Barely released at the time, this strange, cluttered melodrama marked the decline of Nicolas Roeg in some eyes, as his seventies heyday was truly over with Eureka. Written by Paul Mayersberg from a book by Marshall Houts and based on a sensational true story that gripped the Bahamas at the end of the Second World War, the film was so complex in its presentation that not many viewers would have the time or patience to persevere with it, as once the vivid prospecting scenes are over with, the story leaps forward from 1925 to 1945, and we find McGann is one of the richest men in the world, yet deeply unsatisfied with his life.

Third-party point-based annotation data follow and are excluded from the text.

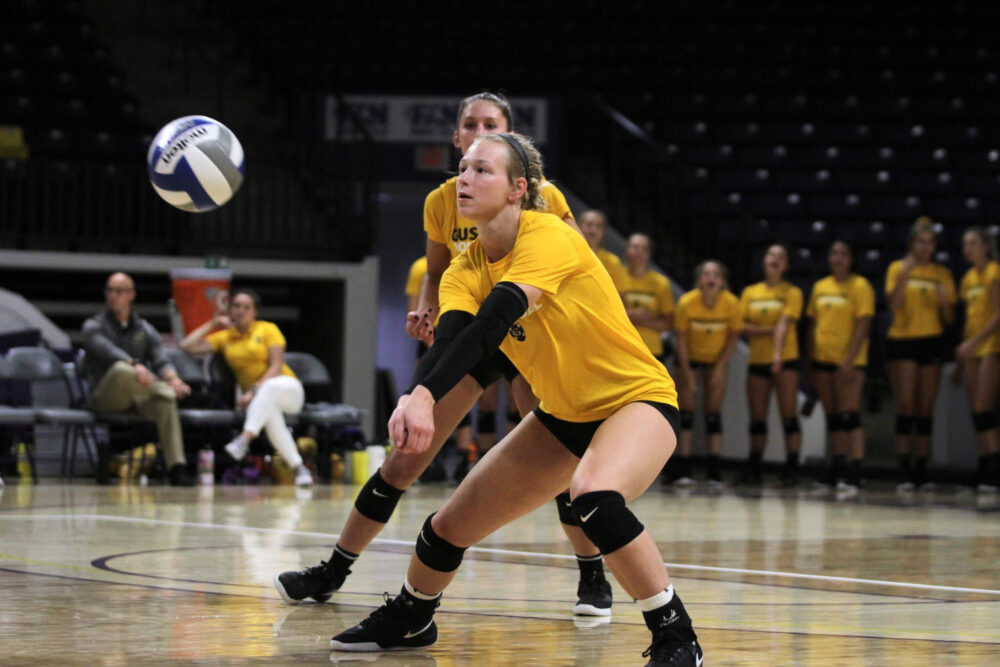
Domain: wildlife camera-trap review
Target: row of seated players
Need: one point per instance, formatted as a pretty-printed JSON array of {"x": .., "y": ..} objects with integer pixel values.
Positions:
[
  {"x": 921, "y": 296},
  {"x": 129, "y": 371}
]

McGann lives on his own personal Caribbean island in a sprawling mansion with his wife and servants. He is an obnoxious soul, abrasive, casually racist and paranoid, and loves his daughter Tracy (Theresa Russell) with an unhealthy possessiveness, especially as she is married to the considerably less well off Claude (Rutger Hauer with a French accent), who McGann believes has wed her for her money. Claude and McGann don't see eye to eye, but they both love Tracy, so the father becomes a rival in love for a battle that he can never win. Meanwhile, to complicate matters, influential businessmen (i.e. gangsters) covet McGann's fortune, and want a share, meaning to secure it by fair means or foul.

You can't accuse Eureka of lacking ideas, for a while it seems that every ten minutes a new theme is introduced. Love, family, money, loss, individualism, you name it. Claude believes that McGann has stolen his wealth from nature, as if there is no new wealth to be made, just acquired from what already exists. A mystical element is present, with McGann's Godlessness jarring with the other characters' belief in the purpose religion brings to life, whether it's Judaism, Christianity or even Voodoo, despite the unnamed forces that may have drawn McGann to his wealth. And yet, for much of the lengthy middle section there was a sense of the plot treading water until it found the right time to make its point.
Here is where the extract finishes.